SMART ML upgrades

MVP for adding unique, trainable models project-specific on SMART.

Docker

Created a new ml container to do all ML-related processes in.

This container has several volumes, /csv and /models which store the .csv files used to train models and the actual models respectively.

ML

Removed all embeddings/sentencetransformers code from the backend and moved it to the new ml container. These processes are now available on a FastAPI REST API that will interact with the backend.

To train models, abstracted our csv-to-embeddings-model process to work with an uploaded csv sent to ml's FastAPI.

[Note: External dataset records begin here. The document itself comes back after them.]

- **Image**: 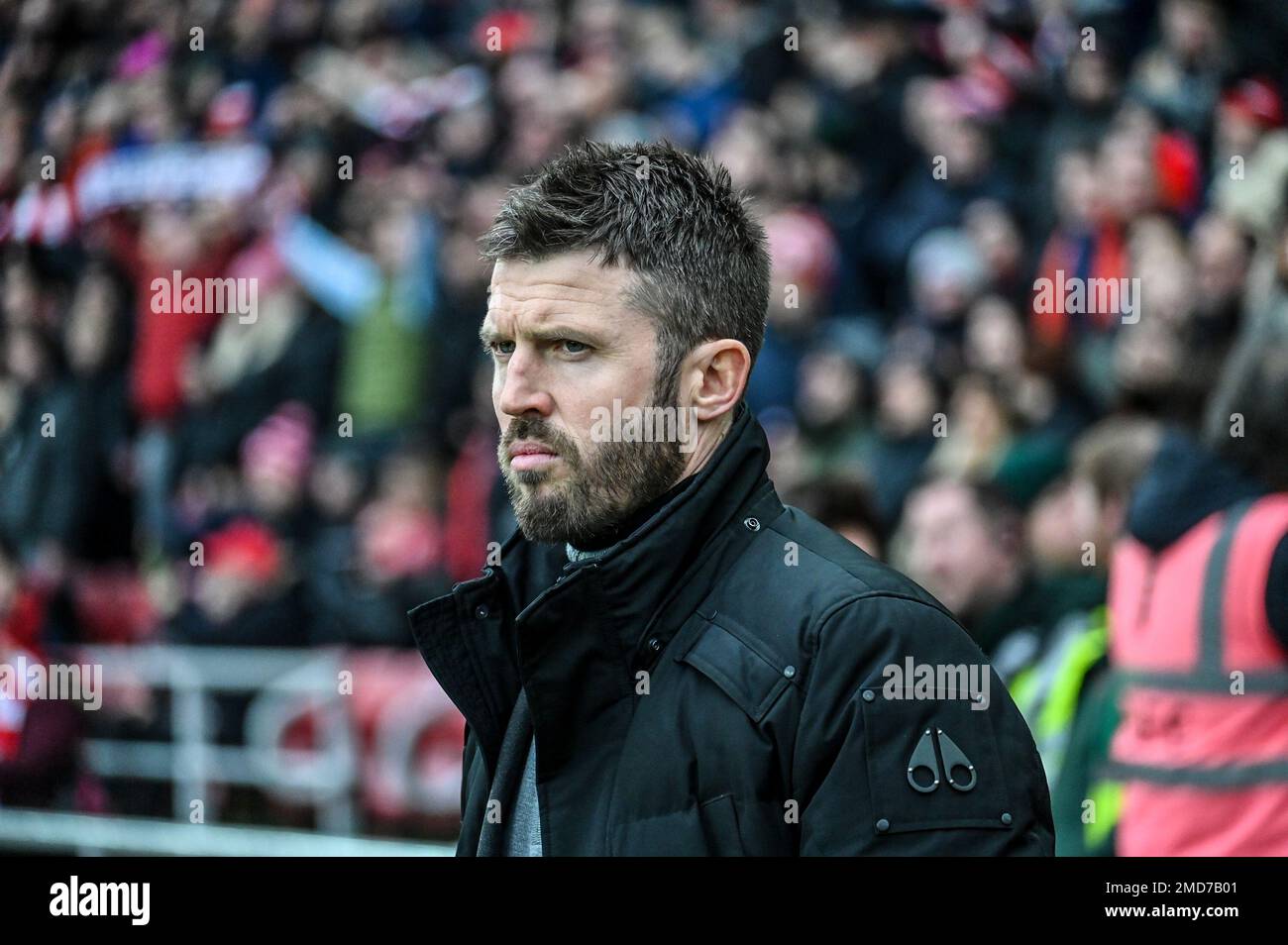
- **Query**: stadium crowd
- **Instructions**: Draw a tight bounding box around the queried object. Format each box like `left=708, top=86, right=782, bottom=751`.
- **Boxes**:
left=0, top=0, right=1288, bottom=852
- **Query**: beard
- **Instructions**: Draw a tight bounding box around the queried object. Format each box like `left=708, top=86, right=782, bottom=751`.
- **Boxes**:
left=497, top=370, right=687, bottom=547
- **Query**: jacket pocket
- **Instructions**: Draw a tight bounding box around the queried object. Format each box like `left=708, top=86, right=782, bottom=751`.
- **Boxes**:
left=698, top=794, right=746, bottom=856
left=675, top=614, right=796, bottom=723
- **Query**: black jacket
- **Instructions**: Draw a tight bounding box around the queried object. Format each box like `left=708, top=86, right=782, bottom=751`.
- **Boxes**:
left=409, top=407, right=1053, bottom=856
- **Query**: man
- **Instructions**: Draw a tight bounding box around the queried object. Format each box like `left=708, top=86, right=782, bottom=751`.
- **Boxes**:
left=901, top=476, right=1104, bottom=682
left=1108, top=318, right=1288, bottom=856
left=411, top=145, right=1053, bottom=856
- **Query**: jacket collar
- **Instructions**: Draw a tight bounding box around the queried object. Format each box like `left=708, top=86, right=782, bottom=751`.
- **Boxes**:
left=408, top=403, right=783, bottom=769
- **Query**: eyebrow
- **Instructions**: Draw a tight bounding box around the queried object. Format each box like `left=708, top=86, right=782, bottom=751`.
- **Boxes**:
left=480, top=322, right=604, bottom=348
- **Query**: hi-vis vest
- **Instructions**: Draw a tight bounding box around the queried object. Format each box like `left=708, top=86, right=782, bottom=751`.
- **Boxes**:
left=1109, top=493, right=1288, bottom=856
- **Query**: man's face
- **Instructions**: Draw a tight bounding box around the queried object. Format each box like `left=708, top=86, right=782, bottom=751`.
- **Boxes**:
left=905, top=481, right=1012, bottom=615
left=481, top=251, right=686, bottom=546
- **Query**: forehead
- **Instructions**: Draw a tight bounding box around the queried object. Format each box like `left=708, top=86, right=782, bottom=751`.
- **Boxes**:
left=488, top=250, right=631, bottom=321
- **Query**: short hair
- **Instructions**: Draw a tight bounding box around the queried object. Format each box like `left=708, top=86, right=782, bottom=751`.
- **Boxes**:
left=480, top=142, right=769, bottom=396
left=1069, top=416, right=1163, bottom=502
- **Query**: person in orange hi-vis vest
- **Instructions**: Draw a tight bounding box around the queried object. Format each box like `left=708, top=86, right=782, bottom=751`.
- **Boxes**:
left=1109, top=327, right=1288, bottom=856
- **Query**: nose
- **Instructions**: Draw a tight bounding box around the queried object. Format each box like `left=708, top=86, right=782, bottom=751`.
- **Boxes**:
left=492, top=345, right=554, bottom=417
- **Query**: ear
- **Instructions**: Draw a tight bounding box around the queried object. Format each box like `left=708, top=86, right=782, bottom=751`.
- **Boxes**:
left=680, top=339, right=751, bottom=422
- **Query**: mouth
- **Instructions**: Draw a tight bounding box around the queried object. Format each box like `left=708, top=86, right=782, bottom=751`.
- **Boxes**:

When SMART now goes to encode an embedding/compute similarity comparisons, backend sends a request to ml with the desired string(s) to encode. Within ml, it first looks to see if a model is already trained under /models. If one exists, it uses that specifically trained model to compute the embeddings; if not is uses our default SMART model.

Backend Updates

Updated all existing backend ML-related processes to integrate with the new ml container.

Created new MlModel in Django models.

Added a new template accessible through a project's Update page, "Update ML". On this page an admin can upload a .csv file with text pairs and train a new model to be used on that project. This process involves:

Update/create a MlModel and set its status to "Training"
Call ml's FastAPI /train/ endpoint to kick off the model training process, forwarding the uploaded .csv file.
Train the actual model in the ml container.
Update the MlModel and set its status to "Trained".
Update existing LabelEmbeddings to be re-computed with the newly trained model

Next Steps

Couldn't get persistent storage for both the /csv or /models/ volumes in ml... probably just a Docker thing I'm messing up so if somebody can get a second set of eyes on that and see what's not configured properly that would be very helpful!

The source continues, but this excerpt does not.